Phenobarbital for NOWS: Less Morphine, Briefer Hospital Stay

(Reuters Health) – Infants with neonatal opioid withdrawal syndrome (NOWS) may have shorter hospital stays and spend less time on morphine when they receive phenobarbital as secondary therapy, a U.S. study suggests.

Researchers examined data on 563 infants with NOWS who were treated with morphine at one of 30 hospitals in the U.S. to see how secondary therapy with phenobarbital or clonidine might impact length of hospital stay, duration of opioid treatment, or peak morphine dose. Overall, 180 patients in the study (32%) received secondary therapy with either phenobarbital (n=72) or clonidine (n=108).

Infants who received phenobarbital had a mean length of stay 10 days shorter and mean duration of morphine treatment 7.5 days shorter than babies who received clonidine as secondary therapy, researchers report in Pediatrics.

There was no difference in peak morphine dose based on which medicine was used for secondary therapy.

However, infants who took phenobarbital were more likely to be discharged from the hospital still on opioid treatment than babies who took clonidine (78% vs 29%).

“Phenobarbital has been used for many years in neonatology for neonatal seizures and withdrawal, and pediatricians are comfortable sending babies home while still receiving phenobarbital and having them wean off the medication at home,” said lead study author Dr.
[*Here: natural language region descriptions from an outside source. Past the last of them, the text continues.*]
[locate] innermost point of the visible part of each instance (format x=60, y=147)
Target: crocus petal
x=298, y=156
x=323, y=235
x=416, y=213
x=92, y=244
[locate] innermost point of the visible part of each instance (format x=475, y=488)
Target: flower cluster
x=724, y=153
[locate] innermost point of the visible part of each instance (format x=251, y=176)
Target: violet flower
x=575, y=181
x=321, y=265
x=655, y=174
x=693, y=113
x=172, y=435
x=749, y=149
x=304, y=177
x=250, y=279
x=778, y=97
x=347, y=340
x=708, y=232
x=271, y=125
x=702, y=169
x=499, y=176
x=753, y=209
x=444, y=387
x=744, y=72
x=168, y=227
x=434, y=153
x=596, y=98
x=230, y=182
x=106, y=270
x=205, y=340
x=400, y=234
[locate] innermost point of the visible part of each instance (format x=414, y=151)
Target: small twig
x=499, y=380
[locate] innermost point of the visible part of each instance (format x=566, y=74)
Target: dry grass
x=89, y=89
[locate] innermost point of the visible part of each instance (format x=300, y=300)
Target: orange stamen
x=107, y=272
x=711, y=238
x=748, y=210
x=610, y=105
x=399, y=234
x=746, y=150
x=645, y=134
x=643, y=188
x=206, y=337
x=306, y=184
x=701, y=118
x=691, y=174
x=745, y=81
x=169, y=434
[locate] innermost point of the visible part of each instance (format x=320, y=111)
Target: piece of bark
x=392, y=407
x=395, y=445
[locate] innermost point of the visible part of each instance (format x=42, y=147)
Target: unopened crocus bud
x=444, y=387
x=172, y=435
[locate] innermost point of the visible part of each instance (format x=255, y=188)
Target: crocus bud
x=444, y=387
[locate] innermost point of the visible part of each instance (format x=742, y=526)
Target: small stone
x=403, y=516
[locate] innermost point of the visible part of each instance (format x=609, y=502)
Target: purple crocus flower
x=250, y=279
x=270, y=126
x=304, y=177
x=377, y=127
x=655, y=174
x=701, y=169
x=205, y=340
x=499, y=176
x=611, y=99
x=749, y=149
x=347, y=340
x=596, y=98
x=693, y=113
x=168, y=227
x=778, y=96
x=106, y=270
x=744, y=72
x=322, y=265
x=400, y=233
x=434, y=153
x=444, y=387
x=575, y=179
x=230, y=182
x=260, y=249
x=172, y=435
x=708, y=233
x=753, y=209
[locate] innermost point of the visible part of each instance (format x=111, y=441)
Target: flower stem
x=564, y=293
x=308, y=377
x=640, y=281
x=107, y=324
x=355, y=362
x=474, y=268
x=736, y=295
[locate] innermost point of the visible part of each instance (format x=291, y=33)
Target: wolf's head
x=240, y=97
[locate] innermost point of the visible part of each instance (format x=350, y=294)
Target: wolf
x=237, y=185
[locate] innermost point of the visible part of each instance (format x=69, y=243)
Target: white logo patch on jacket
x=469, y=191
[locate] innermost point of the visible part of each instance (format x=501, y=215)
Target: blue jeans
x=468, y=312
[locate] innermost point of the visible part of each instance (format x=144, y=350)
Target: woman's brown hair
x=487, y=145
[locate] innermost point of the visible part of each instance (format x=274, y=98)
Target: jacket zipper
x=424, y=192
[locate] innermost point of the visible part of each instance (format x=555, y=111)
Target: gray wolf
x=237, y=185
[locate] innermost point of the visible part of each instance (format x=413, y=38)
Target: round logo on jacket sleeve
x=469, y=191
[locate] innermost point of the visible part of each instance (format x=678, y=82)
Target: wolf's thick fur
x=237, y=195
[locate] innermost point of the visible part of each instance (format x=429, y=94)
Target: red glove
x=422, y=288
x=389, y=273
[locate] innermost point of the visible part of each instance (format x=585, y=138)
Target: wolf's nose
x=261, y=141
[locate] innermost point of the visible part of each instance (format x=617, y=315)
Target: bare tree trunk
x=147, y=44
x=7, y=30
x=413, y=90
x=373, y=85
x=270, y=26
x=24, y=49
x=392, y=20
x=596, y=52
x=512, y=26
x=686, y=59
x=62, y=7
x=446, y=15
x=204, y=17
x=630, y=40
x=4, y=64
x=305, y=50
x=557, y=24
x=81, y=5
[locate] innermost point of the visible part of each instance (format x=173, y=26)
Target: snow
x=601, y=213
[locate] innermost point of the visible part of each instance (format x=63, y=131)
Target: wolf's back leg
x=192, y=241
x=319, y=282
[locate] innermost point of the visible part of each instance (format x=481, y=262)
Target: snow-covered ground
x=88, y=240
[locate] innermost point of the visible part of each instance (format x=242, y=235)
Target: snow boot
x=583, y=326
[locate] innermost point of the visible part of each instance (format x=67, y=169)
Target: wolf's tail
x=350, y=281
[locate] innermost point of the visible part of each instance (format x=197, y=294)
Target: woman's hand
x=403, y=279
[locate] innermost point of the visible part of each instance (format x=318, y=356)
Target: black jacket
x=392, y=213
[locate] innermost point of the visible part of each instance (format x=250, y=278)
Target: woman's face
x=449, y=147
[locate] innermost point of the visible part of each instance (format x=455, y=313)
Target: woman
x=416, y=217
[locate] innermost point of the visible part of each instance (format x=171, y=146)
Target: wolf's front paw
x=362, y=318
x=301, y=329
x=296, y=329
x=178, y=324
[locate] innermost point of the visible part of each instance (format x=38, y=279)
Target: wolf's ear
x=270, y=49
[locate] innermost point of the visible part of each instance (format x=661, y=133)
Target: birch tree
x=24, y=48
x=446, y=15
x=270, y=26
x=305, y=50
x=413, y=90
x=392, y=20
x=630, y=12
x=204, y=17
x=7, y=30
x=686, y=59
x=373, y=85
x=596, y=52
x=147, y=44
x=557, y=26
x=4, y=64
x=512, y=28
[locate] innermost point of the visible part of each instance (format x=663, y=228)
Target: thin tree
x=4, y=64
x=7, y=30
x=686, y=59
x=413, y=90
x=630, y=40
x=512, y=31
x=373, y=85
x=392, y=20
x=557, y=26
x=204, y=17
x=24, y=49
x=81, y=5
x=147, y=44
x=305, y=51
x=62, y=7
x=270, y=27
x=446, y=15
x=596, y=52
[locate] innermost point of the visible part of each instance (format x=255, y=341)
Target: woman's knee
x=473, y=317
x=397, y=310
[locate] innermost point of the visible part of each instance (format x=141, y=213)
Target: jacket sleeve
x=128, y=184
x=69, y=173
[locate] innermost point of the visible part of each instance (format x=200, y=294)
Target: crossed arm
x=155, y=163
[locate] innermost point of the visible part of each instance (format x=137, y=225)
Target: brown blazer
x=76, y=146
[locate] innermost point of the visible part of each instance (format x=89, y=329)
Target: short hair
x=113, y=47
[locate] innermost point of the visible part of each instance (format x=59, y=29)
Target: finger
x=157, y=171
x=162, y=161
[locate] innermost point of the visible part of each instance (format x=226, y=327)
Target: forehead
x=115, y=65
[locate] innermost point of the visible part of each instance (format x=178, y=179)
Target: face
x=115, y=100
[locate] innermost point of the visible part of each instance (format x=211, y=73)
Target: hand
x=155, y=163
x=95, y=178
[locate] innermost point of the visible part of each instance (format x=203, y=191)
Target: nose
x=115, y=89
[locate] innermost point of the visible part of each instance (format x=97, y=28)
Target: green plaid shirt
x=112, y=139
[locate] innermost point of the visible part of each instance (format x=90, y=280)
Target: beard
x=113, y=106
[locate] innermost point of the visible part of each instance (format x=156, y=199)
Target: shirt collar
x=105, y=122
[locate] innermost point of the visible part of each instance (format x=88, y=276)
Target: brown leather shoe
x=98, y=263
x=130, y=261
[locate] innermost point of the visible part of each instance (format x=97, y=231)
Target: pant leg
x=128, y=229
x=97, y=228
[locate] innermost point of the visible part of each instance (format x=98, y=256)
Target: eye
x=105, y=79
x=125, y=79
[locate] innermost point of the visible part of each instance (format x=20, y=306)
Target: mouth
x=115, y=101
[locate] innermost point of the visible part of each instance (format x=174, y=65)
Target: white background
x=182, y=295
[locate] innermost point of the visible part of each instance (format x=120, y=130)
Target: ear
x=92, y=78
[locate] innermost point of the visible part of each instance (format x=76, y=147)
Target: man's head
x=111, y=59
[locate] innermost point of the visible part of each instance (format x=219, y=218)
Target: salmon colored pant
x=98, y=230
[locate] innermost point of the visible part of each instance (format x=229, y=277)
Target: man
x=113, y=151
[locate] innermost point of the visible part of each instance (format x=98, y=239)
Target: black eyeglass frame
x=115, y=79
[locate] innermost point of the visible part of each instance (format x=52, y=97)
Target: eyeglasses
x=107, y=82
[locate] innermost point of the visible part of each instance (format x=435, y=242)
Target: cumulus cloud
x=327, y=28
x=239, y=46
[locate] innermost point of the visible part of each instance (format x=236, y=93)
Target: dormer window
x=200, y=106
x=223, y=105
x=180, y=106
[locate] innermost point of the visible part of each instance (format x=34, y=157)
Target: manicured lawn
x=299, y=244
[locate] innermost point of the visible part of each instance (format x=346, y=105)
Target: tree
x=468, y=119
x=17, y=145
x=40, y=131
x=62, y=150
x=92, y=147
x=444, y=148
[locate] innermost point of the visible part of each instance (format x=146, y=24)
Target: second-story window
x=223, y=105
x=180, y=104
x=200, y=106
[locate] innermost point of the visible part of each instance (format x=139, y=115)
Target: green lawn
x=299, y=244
Stephanie Merhar, an associate professor of pediatrics at Cincinnati Children’s Hospital in Ohio.

There are more safety concerns with the weaning of clonidine, including the potential for rebound hypertension, so pediatricians are less comfortable sending babies home while they are still receiving clonidine, Dr. Merhar said by email.

“Whether or not this is the best way to provide care or not is a source of debate,” Dr. Merhar said.

One limitation of the study is that researchers lacked data on any sociodemographic barriers to discharge that might have impacted length of stay independent of treatment approaches, the study team notes. It’s also possible that practice differences may have influenced the results, particularly because many patients came from larger medical centers rather than small community hospitals.

Even so, the results underscore that clinicians who care for newborns need to be familiar with NOWS and the evolving management approaches, said Dr. Jane Brumbaugh, a neonatologist at Mayo Clinic Children’s Center in Rochester, Minnesota, who wasn’t involved in the study.

“Increasingly, the first line therapy for NOWS is non-pharmacologic treatment that empowers the newborn’s parent or caretaker, and then the second line therapy commonly is an opioid medication,” Dr. Brumbaugh said by email.

For the subset of newborns who have clinically significant withdrawal despite the use of non-pharmacologic tools and an opioid medication, a third line therapy may be indicated, which might include phenobarbital or clonidine, Dr. Brumbaugh said.

“The current study advances science by identifying the potential risks and benefits associated with phenobarbital and clonidine as adjunctive therapies,” Dr. Brumbaugh said. “The application of this study may vary by institution and by community based on the resources available to support newborns and families affected by NOWS.”